As eating hamburgers at McDonald's
(NASDAQ:WEN) and Burger King
(NYSE:BKW), just to name a few, is more popular than the soccer sophisticates keep trying to shove down my throat, these rising prices should constitute a red line in the sand, for all of the good that would do.
What's worse for beef consumers is that all physical commodity processes take time. You can create financial assets relatively quickly and trade them at high-frequency, but it takes close to five months to fatten feeder cattle weighing between 700 and 800 pounds apiece to live cattle weighing between 1,100 and 1,350 pounds apiece. This time lag and weight differential account for the unusual mix of contracts required for what the industry calls "the cattle crush spread." The standard combination of contracts for the so-called "cattle crush" spread is four corn (C), five feeder cattle (FC), and 10 live cattle (LC).
There are eight of these spreads every year; let's focus on the one involving October feeder cattle, December corn and April live cattle.

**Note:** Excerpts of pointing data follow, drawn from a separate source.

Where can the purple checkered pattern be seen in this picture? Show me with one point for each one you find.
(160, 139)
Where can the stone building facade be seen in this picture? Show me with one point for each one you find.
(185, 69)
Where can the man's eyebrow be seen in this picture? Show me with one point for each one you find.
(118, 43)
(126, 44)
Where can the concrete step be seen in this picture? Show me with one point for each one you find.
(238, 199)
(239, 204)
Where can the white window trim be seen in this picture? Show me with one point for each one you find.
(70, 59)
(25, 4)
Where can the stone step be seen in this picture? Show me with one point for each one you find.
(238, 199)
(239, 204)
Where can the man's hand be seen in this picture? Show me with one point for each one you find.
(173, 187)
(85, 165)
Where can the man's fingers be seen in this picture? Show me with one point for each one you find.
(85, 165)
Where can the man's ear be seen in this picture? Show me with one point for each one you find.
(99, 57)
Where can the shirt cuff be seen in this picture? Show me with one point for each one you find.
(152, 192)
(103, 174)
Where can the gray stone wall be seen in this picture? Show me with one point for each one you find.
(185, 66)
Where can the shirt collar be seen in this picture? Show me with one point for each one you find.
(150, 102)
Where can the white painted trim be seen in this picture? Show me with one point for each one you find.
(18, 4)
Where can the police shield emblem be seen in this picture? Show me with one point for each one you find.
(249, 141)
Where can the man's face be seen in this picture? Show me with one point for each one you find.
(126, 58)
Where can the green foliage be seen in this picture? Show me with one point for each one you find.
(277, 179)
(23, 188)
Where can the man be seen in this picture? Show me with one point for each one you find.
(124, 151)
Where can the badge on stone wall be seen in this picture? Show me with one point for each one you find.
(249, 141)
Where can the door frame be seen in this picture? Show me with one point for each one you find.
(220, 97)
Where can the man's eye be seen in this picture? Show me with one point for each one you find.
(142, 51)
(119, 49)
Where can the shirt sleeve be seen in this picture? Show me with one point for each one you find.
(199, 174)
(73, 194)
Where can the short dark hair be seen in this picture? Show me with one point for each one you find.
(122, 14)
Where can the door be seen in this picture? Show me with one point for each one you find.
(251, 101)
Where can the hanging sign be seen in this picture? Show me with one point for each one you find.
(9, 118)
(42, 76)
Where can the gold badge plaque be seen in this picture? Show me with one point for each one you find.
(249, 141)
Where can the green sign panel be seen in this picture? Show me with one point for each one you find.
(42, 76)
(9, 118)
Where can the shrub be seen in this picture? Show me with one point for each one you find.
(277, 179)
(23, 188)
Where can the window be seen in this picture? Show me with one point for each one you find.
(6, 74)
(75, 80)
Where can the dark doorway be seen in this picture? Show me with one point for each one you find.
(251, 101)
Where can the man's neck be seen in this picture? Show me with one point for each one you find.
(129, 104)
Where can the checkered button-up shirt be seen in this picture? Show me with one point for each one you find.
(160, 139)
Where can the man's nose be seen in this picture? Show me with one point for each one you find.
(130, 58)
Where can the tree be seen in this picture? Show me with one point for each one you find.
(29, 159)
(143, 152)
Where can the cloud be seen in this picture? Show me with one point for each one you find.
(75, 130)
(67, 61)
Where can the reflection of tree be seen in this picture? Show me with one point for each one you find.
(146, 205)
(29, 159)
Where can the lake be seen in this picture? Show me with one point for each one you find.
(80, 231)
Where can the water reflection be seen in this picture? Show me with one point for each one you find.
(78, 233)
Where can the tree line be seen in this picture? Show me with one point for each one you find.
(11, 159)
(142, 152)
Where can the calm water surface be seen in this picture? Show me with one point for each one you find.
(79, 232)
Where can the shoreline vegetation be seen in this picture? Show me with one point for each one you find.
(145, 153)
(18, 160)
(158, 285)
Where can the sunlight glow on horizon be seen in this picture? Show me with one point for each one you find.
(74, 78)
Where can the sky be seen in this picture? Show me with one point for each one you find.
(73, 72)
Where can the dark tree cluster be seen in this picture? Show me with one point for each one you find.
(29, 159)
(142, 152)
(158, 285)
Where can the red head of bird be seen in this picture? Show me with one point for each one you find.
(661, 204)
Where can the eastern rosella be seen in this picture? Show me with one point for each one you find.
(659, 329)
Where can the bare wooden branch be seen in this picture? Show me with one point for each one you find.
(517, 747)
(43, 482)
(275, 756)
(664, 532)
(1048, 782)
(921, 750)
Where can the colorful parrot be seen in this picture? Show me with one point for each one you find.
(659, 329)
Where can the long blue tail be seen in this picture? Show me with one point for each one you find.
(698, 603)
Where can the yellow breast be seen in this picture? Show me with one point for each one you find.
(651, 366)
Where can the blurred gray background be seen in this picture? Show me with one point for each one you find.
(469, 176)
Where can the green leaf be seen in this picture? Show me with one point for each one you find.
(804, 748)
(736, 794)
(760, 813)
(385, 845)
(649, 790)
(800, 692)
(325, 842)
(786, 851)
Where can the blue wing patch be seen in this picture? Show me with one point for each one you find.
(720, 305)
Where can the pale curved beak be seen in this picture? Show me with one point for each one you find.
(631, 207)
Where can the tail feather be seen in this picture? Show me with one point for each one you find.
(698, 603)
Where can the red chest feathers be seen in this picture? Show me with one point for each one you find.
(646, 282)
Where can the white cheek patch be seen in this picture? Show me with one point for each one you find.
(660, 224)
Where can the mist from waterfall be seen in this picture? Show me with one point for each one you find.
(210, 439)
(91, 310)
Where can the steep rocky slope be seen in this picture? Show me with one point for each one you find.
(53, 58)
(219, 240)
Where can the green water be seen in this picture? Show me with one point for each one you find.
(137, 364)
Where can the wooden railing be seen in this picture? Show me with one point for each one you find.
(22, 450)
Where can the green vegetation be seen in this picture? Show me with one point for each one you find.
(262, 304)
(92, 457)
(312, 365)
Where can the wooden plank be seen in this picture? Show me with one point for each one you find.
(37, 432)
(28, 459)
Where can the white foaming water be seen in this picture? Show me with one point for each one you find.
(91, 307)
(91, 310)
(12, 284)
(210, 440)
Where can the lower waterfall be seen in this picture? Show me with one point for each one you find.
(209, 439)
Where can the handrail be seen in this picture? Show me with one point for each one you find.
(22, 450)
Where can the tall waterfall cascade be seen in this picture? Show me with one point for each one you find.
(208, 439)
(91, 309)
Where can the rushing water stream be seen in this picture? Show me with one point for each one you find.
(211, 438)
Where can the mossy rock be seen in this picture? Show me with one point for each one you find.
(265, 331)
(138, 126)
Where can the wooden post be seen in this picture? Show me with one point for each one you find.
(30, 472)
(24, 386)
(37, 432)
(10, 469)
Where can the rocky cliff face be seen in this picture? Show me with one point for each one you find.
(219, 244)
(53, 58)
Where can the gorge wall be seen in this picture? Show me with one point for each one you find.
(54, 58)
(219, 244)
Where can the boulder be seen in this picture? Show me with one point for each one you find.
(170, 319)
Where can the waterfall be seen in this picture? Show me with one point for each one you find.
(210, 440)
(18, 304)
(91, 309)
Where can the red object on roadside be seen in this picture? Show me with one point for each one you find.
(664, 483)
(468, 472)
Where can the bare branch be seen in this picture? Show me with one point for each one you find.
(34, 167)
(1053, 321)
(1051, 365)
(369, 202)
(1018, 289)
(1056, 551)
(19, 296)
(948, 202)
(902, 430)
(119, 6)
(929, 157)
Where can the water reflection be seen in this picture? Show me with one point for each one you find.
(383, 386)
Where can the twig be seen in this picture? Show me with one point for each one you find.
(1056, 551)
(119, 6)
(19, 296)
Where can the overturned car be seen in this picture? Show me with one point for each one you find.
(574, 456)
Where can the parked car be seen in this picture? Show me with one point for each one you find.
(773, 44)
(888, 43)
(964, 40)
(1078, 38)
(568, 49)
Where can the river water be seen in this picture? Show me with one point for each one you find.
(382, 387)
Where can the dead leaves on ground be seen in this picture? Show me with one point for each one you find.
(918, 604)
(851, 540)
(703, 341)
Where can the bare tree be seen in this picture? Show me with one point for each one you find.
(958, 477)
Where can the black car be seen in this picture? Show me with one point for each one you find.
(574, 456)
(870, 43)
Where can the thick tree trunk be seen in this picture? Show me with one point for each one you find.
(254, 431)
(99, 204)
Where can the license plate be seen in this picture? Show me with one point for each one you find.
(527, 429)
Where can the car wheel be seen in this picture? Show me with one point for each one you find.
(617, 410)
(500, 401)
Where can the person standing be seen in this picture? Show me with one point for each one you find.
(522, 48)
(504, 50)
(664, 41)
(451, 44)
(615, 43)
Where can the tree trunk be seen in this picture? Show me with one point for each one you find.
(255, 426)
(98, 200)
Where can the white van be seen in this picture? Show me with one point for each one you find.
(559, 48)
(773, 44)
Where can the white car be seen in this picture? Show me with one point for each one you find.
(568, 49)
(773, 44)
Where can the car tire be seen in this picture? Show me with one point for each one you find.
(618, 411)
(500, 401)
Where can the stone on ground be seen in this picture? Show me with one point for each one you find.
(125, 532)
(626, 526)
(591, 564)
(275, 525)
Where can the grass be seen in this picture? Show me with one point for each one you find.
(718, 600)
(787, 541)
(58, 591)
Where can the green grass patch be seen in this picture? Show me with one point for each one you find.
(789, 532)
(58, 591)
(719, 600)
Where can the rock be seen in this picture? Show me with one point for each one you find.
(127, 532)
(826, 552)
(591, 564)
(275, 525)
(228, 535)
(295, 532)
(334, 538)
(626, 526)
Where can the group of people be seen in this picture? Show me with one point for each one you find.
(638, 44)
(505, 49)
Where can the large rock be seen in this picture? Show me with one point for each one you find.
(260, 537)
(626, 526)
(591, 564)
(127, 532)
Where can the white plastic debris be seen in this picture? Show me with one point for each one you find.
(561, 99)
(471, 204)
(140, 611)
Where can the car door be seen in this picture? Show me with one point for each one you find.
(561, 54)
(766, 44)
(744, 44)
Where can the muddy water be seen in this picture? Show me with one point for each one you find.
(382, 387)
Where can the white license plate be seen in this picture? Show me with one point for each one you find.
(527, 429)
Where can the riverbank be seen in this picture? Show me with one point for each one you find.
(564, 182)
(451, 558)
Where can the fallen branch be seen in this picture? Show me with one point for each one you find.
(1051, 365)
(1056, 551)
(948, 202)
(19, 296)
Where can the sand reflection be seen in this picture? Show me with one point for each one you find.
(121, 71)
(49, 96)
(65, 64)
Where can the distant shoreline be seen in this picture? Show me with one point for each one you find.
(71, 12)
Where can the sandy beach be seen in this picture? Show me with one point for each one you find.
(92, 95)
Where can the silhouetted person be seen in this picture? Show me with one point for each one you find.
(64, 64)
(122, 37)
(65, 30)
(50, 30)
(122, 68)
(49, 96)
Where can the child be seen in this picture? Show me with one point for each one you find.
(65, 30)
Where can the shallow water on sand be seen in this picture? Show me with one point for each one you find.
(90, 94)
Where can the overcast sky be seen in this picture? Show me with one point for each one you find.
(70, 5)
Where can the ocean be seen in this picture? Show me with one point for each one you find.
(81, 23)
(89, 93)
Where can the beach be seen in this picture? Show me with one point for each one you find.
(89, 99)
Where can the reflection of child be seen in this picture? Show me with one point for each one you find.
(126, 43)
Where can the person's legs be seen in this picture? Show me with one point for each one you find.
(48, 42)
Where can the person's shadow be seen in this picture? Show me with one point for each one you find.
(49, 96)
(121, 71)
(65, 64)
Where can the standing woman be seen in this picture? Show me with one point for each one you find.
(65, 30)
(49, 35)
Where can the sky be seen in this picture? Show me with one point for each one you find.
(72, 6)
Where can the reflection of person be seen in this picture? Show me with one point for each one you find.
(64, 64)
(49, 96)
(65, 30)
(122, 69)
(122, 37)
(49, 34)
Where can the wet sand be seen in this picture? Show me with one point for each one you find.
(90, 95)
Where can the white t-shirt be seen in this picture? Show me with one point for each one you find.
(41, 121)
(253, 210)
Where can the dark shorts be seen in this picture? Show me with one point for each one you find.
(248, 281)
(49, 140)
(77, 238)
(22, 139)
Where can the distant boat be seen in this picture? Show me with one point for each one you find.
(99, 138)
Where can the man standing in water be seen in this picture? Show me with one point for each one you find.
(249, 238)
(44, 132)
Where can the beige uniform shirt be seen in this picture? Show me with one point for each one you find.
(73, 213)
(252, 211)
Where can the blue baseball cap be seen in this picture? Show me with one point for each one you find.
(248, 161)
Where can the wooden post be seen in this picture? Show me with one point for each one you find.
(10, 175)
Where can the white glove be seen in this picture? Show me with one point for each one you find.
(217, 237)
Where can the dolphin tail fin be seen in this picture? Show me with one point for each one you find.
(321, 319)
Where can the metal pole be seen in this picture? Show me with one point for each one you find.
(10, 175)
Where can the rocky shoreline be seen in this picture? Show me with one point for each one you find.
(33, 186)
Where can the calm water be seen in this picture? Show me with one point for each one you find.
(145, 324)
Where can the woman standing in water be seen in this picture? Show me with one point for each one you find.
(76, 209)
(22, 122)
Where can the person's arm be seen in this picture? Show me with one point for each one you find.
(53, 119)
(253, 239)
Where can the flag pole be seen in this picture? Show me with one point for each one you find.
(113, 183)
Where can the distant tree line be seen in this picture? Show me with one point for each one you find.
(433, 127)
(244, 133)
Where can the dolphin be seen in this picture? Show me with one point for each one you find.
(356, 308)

December corn represents the bulk of the new crop now growing on farms near you; it has declined more than 10.25% since May 9, 2014, marked on the chart below.
This cattle crush spread has been under pressure even with the decline in corn prices, as feedlots keep bidding the price of feeder cattle higher. Consumers can and do push back, and total beef consumption has been declining since 2007 for reasons involving the income- and price-elasticity of demand. While October feeder cattle prices have increased 8.7% since early May, April live cattle prices have increased less than 5.4%. I fully expect demand to shift down the dietary curve from beef to pork and poultry.
If cow-calf operations and ranchers respond rationally to these price signals, they will start expanding herds from sizes last seen in the early 1960s. The US has been offsetting shrinking herds with heavier cattle for years now, but there is only so much left in that little bag of tricks. If you want to see beef retain its central role in the US dietary mix, the best way to do it is to pay the higher prices today to induce higher supplies tomorrow.